TSM Activity log shows:
ANR2983E Database backup terminated due to environment or setup issue related to DSMI_DIR - DB2 sqlcode -2033 sqlerrmc 168. (SESSION: 1, PROCESS: 9)

db2diag.log shows:

2014-02-26-13.54.12.425089-360 E415619A371 LEVEL: Error
PID : 15138852 TID : 1 PROC : db2vend
INSTANCE: tsminst1 NODE : 000
HOSTNAME: tsmserver
EDUID : 1
FUNCTION: DB2 UDB, database utilities, sqluvint, probe:321
DATA #1 : TSM RC, PD_DB2_TYPE_TSM_RC, 4 bytes
TSM RC=0x000000A8=168 -- see TSM API Reference for meaning.
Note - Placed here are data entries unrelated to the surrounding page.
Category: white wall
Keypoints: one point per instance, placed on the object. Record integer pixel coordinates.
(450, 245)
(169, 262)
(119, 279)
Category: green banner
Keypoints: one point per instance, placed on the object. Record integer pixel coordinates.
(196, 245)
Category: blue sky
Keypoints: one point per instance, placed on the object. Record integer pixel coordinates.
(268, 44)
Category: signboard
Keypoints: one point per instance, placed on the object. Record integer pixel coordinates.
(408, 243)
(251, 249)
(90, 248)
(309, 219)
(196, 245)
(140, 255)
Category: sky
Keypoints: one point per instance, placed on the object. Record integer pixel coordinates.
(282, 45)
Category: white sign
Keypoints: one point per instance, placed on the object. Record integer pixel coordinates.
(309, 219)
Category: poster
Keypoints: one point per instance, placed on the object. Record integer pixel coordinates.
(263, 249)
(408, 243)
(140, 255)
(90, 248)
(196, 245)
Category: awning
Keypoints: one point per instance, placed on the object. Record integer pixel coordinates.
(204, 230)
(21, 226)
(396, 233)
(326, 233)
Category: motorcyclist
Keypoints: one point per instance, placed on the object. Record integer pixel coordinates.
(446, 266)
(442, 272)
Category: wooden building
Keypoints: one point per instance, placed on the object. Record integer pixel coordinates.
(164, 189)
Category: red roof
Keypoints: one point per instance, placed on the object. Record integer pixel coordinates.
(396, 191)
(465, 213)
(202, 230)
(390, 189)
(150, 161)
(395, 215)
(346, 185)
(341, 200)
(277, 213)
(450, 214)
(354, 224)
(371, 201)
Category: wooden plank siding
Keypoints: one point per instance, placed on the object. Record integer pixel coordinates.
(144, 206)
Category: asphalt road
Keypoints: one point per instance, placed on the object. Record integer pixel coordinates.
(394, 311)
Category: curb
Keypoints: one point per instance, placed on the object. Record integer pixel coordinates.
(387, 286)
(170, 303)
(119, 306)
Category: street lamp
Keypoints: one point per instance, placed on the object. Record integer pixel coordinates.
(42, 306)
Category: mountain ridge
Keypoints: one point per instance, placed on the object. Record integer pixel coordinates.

EDUID : 38753 EDUNAME: db2med.35926.0 (TSMDB1) 0
FUNCTION: DB2 UDB, database utilities, sqluMapVend2MediaRCWithLog, probe:656
DATA #1 : String, 134 bytes
Vendor error: rc = 11 returned from function sqluvint.
Return_code structure from vendor library /tsm/tsminst1/sqllib/adsm/libtsm.a:

DATA #2 : Hexdump, 48 bytes
0x0A00030462F0C4D0 : 0000 00A8 3332 3120 3136 3800 0000 0000 ....321 168.....
0x0A00030462F0C4E0 : 0000 0000 0000 0000 0000 0000 0000 0000 ................
0x0A00030462F0C4F0 : 0000 0000 0000 0000 0000 0000 0000 0000 ................

EDUID : 38753 EDUNAME: db2med.35926.0 (TSMDB1) 0
FUNCTION: DB2 UDB, database utilities, sqluMapVend2MediaRCWithLog, probe:696
MESSAGE : Error in vendor support code at line: 321 rc: 168

RC 168 per dsmrc.h means:
#define DSM_RC_NO_PASS_FILE 168 /* password file needed and user is
not root */

Verified everything required for this:
• passworddir points to the right directory
• DSMI_DIR points to the right directory
• dsmtca runs okay
• dsmapipw runs okay

Verified hostname info was correct

dsmffdc.log shows:
[ FFDC_GENERAL_SERVER_ERROR ]: (rdbdb.c:4200) GetOtherLogsUsageInfo failed, rc=2813, archLogDir = /tsm/arch.

Checked, and the log directory inside dsmserv.opt was typoed as /tsm/arch instead of /tsm/arc as was used to create the instance and as exists on the filesystems.

Updated dsmserv.opt and restarted tsm server. No change other than fixing Q LOG

SOLUTION:
The TSM.PWD file must be owned by the instance user, not by root.
Make sure to run the dsmapipw as the instance user, or chown the file after.

Simple, and fairly obvious, but maybe not always so obvious.